Le 5 février 2007, sur le plateau de TF1, dans l’émission « J’ai une question à vous poser », Nicolas Sarkozy déclara, sûr de lui : « Personne n’est obligé, je le répète, d’habiter en France. Mais quand on habite en France, on respecte ses règles, c’est-àdire qu’on n’est pas polygame, on ne pratique pas l’excision sur ses filles et on n’égorge pas le mouton dans son appartement et on respecte les règles républicaines. » Sans que le journaliste Patrick Poivre d’Arvor ne réagisse, l’interrompe ; le public, quant à lui, l’avait applaudi. Nous connaissons cette stratégie qui consiste à « diviser pour mieux régner » : utiliser les uns contre les autres ; dresser des barrières, des murs ! Nous assistons impuissants à des théories fausses, inventées de toutes pièces : le mythe de la « civilisation judéo-chrétienne », alors que les juifs étaient discriminés et persécutés par les Chrétiens pendant un millier d’années.
II-La chasse aux Roms
En 2010, les médias ont largement contribué à la chasse aux Roms. Par exemple, les journalistes de RTL ainsi que les intervenants dans l’émission « On refait le monde » ont relayé la propagande gouvernementale en distinguant les utopistes des réalistes ; en considérant qu’il y a une idée commune en France sur le problème des Roms ! Alain-Gérard Slama : « Les Roms ont une capacité de s’autofinancer, notamment en se postant à côté des distributeurs de billets. »
Rodolphe Bosselut, avocat au barreau de Paris : « On est confronté à des situations de mendicité en France, et ce n’est pas moi qui le dit, c’est Monsieur Kouchner qui le dit. » « Le lien entre les campements illégaux et la délinquance a été établi par le ministre de l’Intérieur. »
Éric Besson, « Le Parisien » : « Les habitants n’ont pas à subir vol et racket parce qu’il y a un camp à proximité. ». Le 27 août 2012, un militant UMP qualifia, par un message sur Twitter, les Roms de « vermine » et de « personnes au teint crasseux ».
Nicolas Sarkozy avait, fin juillet 2010, déclaré ceci dans son discours de Grenoble : « J’ai demandé au ministre de l’Intérieur de mettre un terme aux implantations sauvages de campements de Roms, ce sont des zones de non-droit qu’on ne peut pas tolérer en France ».
Le dilemme reste cruel pour les « minorités » : adhérer aux idées racistes (la haine de soi) ; ou alors résister, refuser « l’assimilation », « l’intégration » en décrétant que « les Français sont racistes ». Donc il faut « choisir son camp » : (devenir) bourreau ou victime (qui lutte).

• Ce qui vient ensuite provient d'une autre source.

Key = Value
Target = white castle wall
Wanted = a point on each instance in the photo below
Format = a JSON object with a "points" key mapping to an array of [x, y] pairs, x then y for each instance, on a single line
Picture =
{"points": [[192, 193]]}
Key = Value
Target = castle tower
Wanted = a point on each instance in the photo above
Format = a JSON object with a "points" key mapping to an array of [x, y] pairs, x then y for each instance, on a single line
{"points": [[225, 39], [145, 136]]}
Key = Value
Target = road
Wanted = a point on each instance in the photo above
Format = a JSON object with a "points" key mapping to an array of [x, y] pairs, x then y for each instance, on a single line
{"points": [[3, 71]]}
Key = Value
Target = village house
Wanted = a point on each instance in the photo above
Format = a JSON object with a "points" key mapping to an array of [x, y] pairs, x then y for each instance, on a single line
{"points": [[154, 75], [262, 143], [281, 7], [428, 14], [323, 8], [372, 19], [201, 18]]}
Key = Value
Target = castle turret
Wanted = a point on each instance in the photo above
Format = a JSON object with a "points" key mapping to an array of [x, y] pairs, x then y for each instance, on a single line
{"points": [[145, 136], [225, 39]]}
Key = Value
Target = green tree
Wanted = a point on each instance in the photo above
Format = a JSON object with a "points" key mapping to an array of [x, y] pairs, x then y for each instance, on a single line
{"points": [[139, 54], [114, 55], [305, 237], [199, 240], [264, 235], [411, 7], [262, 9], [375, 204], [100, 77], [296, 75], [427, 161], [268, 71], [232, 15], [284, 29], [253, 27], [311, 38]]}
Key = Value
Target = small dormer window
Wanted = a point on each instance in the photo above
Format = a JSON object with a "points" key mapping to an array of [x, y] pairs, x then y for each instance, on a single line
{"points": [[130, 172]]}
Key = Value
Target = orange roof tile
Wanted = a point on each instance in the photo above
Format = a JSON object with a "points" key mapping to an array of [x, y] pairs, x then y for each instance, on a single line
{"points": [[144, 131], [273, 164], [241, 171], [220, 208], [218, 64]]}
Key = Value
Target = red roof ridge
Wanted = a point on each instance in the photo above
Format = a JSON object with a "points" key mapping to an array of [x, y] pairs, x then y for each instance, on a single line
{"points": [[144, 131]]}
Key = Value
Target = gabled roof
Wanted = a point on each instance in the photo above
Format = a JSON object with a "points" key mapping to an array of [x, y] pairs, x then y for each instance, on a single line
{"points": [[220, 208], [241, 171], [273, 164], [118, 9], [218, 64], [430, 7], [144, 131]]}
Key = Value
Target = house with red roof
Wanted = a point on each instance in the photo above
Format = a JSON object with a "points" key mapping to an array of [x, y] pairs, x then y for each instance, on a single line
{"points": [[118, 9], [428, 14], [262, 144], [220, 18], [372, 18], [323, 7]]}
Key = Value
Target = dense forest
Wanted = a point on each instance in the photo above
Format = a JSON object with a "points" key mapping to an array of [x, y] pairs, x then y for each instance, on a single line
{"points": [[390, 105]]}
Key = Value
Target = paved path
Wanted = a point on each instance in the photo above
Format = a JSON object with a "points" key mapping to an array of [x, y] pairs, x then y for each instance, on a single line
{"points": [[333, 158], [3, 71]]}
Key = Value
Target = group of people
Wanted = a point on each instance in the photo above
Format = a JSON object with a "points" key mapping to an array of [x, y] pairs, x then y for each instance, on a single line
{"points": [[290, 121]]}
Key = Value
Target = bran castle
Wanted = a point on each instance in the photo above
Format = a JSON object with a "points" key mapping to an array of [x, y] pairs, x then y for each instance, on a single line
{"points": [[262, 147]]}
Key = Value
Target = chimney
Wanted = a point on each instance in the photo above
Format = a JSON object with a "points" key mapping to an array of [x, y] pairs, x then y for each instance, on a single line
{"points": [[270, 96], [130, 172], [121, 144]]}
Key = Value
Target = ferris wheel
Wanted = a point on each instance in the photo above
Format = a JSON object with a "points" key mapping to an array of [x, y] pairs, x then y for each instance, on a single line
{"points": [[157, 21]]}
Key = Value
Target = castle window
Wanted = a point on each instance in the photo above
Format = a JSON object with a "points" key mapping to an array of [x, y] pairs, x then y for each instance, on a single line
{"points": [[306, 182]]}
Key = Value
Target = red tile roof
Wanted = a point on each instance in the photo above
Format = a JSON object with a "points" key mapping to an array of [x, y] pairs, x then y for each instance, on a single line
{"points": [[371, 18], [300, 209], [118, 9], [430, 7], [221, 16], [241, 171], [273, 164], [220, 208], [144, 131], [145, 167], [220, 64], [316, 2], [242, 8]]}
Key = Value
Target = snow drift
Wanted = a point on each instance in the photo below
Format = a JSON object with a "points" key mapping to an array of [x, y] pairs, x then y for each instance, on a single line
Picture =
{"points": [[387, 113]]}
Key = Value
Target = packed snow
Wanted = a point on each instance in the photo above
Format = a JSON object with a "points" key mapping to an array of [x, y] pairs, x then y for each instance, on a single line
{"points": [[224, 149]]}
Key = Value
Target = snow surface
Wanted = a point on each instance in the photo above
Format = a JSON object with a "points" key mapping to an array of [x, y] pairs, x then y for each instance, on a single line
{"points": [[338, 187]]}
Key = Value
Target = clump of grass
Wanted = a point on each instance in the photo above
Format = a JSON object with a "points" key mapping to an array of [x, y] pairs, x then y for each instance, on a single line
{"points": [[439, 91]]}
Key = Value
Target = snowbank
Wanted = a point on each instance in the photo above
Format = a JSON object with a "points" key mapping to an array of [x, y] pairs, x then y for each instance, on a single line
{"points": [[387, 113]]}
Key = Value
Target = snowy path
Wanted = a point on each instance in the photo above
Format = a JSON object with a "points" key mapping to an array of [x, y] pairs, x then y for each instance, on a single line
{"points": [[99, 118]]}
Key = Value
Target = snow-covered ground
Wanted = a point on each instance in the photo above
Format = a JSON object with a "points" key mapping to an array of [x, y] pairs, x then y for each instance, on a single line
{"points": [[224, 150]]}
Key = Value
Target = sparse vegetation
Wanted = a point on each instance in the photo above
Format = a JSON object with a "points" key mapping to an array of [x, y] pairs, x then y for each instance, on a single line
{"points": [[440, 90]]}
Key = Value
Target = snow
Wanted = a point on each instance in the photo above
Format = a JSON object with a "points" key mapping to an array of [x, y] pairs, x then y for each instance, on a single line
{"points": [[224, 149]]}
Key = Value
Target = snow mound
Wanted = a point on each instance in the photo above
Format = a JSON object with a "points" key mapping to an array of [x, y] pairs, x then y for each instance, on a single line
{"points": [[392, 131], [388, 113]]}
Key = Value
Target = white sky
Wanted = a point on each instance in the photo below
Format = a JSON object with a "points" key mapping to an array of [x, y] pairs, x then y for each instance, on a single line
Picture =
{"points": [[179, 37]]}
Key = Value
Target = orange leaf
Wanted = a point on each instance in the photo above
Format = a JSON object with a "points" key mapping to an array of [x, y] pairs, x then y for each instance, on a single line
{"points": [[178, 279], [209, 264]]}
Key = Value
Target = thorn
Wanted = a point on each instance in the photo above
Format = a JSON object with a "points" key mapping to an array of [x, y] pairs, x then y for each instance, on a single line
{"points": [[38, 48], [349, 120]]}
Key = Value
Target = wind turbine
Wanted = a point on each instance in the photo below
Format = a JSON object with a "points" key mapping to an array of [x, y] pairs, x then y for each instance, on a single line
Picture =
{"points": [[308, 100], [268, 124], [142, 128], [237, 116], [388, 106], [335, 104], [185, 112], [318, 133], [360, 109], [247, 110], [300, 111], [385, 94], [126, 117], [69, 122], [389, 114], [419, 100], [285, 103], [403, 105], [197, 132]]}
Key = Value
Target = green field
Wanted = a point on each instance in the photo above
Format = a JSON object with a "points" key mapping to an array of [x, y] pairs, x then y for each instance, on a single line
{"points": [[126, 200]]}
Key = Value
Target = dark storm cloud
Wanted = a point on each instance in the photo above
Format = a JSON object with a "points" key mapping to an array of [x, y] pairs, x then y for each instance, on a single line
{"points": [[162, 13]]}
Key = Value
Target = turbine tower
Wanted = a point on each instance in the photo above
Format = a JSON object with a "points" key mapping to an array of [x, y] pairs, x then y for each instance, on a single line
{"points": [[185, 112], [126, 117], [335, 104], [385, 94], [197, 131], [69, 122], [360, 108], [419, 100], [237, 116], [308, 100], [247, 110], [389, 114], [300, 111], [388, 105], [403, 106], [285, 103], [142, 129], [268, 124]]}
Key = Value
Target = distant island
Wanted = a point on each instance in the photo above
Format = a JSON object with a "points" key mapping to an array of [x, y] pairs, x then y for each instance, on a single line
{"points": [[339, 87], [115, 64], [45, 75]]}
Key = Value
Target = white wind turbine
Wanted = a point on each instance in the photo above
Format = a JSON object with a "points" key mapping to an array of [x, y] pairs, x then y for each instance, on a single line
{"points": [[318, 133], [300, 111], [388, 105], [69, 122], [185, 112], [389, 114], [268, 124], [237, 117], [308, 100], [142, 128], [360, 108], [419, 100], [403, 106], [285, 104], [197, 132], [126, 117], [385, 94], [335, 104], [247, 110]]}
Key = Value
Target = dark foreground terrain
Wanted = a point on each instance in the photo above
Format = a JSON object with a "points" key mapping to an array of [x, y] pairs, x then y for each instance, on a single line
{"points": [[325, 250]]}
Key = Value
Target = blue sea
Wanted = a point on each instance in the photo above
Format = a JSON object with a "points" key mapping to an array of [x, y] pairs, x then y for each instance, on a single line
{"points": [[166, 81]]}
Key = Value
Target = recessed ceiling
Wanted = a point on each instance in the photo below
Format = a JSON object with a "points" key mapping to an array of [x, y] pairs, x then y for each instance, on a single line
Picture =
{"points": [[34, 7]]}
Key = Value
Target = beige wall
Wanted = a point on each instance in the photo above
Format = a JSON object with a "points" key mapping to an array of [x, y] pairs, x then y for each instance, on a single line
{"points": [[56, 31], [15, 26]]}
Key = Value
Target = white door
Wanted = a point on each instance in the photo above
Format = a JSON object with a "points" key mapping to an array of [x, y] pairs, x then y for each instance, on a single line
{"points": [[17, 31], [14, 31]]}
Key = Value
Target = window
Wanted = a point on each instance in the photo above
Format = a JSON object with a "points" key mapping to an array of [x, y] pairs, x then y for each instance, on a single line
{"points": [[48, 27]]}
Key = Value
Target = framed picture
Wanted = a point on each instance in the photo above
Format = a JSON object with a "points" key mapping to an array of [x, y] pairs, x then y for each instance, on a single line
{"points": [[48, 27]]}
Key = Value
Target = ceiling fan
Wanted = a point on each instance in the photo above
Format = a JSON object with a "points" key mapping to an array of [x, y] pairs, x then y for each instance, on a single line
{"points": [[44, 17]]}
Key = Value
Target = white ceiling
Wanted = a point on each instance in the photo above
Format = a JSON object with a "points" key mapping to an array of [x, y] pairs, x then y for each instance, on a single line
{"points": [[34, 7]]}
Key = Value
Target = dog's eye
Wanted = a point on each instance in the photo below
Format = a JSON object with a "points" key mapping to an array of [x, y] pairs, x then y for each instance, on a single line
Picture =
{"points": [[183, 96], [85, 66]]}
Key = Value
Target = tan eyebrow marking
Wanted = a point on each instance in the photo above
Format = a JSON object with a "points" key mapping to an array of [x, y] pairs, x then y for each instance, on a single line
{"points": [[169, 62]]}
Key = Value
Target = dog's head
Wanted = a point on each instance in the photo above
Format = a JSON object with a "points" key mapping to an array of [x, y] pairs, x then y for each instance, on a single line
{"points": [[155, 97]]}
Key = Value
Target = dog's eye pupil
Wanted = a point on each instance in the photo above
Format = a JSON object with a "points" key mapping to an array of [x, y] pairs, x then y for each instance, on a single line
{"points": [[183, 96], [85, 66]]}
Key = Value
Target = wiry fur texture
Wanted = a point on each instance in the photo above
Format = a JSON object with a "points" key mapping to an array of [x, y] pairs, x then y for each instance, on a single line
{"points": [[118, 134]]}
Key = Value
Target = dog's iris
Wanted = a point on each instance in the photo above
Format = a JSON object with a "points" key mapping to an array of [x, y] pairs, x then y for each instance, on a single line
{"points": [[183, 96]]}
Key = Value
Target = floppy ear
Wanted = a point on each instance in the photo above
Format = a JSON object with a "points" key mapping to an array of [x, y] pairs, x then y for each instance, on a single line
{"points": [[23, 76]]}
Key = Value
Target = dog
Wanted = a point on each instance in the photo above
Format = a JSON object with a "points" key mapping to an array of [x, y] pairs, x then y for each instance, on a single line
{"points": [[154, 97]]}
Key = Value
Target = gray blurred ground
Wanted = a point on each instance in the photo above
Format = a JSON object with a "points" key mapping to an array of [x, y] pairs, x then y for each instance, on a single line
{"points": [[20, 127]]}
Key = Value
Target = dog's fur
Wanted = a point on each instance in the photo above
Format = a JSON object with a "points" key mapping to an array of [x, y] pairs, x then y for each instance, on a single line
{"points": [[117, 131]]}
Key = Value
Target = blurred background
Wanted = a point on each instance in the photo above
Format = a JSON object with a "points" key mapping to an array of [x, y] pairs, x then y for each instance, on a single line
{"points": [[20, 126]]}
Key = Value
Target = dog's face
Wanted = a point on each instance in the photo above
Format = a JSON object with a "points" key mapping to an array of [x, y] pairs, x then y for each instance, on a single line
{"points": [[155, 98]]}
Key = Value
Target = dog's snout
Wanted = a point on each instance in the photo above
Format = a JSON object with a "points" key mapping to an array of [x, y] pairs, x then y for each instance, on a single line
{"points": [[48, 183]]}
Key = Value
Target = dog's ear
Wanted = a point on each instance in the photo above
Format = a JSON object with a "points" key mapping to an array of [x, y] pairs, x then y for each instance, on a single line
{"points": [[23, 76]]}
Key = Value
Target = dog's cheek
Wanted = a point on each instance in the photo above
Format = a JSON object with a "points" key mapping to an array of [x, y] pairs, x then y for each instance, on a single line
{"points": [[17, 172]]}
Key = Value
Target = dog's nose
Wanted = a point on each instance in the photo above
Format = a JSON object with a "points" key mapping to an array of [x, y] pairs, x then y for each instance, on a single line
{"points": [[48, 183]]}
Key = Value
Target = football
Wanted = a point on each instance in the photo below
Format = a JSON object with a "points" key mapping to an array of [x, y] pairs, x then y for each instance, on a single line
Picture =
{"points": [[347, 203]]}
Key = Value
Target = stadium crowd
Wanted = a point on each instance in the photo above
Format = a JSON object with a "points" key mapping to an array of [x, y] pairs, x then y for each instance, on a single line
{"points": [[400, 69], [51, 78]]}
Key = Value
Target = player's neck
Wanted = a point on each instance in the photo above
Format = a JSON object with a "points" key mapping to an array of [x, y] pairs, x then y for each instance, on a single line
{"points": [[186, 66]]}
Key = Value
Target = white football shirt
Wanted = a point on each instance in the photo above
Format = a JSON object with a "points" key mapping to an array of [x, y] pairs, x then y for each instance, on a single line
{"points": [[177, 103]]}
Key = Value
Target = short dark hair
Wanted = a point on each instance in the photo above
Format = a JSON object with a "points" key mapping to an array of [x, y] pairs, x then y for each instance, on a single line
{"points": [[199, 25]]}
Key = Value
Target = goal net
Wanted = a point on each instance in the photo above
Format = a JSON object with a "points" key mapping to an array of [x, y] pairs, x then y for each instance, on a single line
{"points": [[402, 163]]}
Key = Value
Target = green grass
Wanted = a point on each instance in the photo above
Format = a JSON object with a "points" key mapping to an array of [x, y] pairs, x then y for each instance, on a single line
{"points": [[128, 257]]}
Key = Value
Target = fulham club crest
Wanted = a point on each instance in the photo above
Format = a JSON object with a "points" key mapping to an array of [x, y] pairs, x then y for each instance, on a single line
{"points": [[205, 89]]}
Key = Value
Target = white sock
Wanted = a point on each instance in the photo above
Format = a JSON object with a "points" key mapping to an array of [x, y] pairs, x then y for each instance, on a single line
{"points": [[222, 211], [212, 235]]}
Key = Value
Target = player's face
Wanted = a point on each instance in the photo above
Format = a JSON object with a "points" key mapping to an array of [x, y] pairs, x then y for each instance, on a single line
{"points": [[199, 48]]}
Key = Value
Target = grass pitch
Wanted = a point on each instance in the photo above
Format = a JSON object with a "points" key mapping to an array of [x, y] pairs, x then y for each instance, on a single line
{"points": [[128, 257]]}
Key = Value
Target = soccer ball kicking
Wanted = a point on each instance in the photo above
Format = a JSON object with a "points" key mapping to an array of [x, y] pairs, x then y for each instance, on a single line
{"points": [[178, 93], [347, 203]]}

Les victimes de racisme ont à maintes reprises unis leur force face à leur ennemi : le bourgeois capitaliste.
Même si le principal danger est le repli communautaire. Mais que faire lorsque les victimes de racisme participent à l’exclusion des Roms ? Au lieu d’une solidarité entre bouc émissaire pour réclamer le droit à la vie (scolarisation, droit au logement). Prenons l’exemple du comportement récent de Samia Ghali, sénatrice socialiste et maire des 15e et 16e arrondissements de Marseille.
Fin septembre dernier, elle mit de l’huile sur le feu, alors que certains habitants de Marseille étaient en train de chasser des Roms d’un terrain. Deux habitants ont alors affirmé face caméra qu’ils ont dû faire « un petit nettoyage », « pour faire propre ». Ils n’ont pas été arrêtés par la police. Pire on a dit qu’il s’agissait des protestations de pauvres contre l’inaction de la police. Et que penser des sketches racistes du comte de Bouderballa et de Jamel Debbouze sur les mendiants ? S’effondrer devant la bêtise humaine ? Ici aussi il nous faut parler de racisme. Il nous faut s’opposer à l’arbitraire étatique. Car le Rom est un danger à dominer, à éliminer comme l’ouvrier pour le bourgeois.